The legal profession and society, Ruger said, need “your energy, your intellect [and] your commitment to justice.”

Ruger’s and Simkins’ advice to today’s undergraduates was similar to that offered by many participants in the day’s panel discussions, which focused on such topics as choosing the right law school, succeeding in law school and beginning a legal career. A special workshop, led by Kenworthey Bilz, professor of law at the University of Illinois College of Law, discussed the problem of implicit bias.

During the panels, many practicing lawyers talked about the need for both flexibility and passion in deciding on the course of a career.

“Your career path won’t necessarily be a straight line,” said Leslie McNair-Jackson, CAS97, who found that her dream job with a Manhattan law firm didn’t turn out to be fulfilling. Instead, she went on to work as a public defender and now serves as the deputy public defender for the Camden Region of New Jersey’s Office of the Public Defender.

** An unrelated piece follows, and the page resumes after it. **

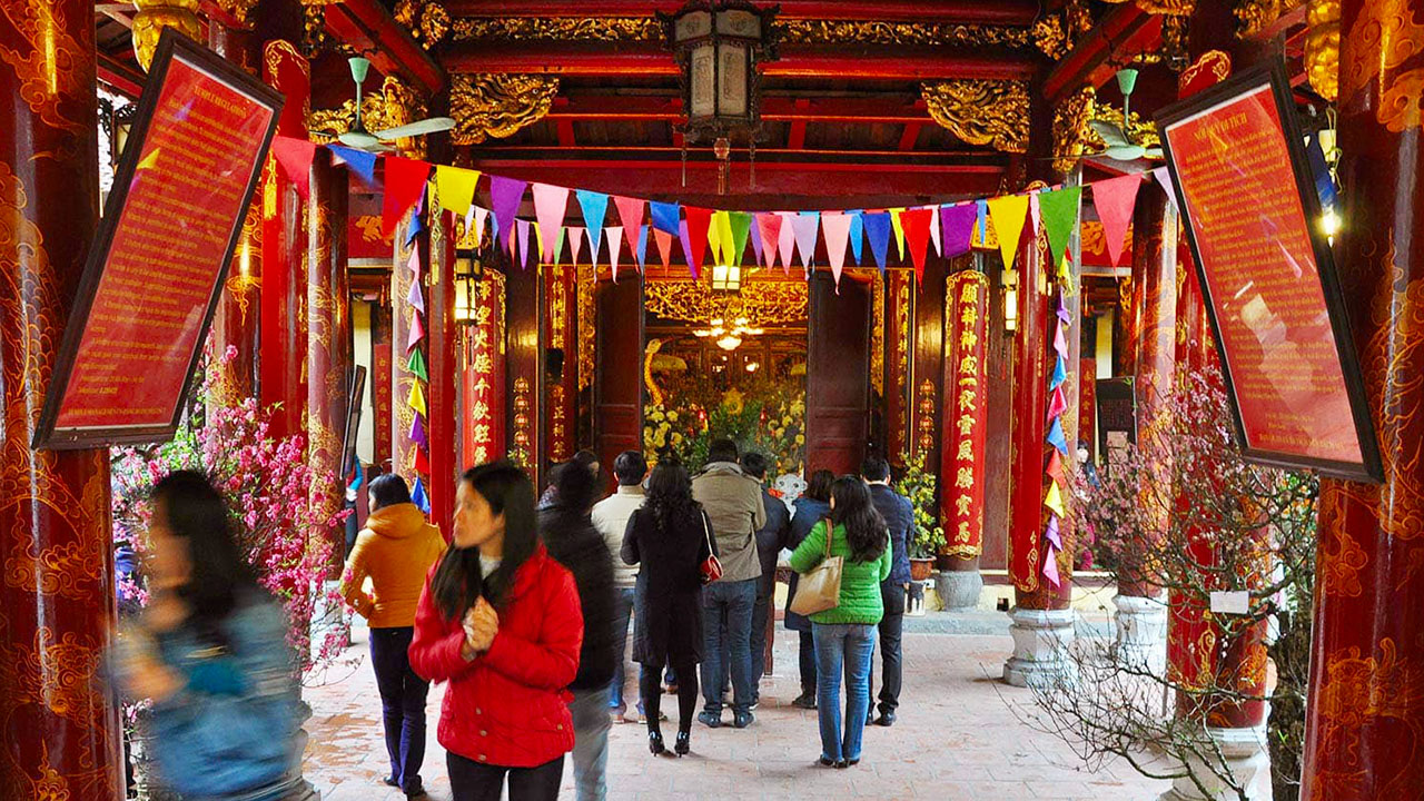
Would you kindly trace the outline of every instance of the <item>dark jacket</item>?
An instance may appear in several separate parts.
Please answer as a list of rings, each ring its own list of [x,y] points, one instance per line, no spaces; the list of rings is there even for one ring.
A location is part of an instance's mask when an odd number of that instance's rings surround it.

“It can take a circuitous journey to find your passion,” McNair-Jackson said, urging students to be open to unexpected opportunities whenever they arise.

Also at Saturday’s event, students and alumni had a chance to test out some mentoring skills during a presentation, “Law Mentoring at UD and Beyond,” by Julie Silard Kantor, CEO and founder of TwoMentor.

Kantor spoke about “the triple win of mentoring”—benefiting the mentor, the mentee and businesses that are able to reduce employee turnover by encouraging mentoring—and led the audience in some exercises in which they practiced engaging in preliminary mentoring conversations.

About Law Mentoring Weekend

Law Mentoring Weekend was supported by Maron Marvel Bradley Anderson and Tardy, George Mason University Antonin Scalia Law School, Penn State University Dickinson Law, UD Career Services Center and the College of Arts and Sciences Dean’s Office.

Participants included admissions officials from American University Washington College of Law, Temple University Beasley School of Law, Villanova University’s Charles Widger School of Law, Seton Hall University School of Law, Widener University Delaware Law School and Widener University Commonwealth Law School.

Theodore Ruger, dean of the University of Pennsylvania Law School, tells students that the legal profession needs “your energy, your intellect, your commitment to justice.”
Theodore Ruger, dean of the University of Pennsylvania Law School, tells students that the legal profession needs “your energy, your intellect, your commitment to justice.”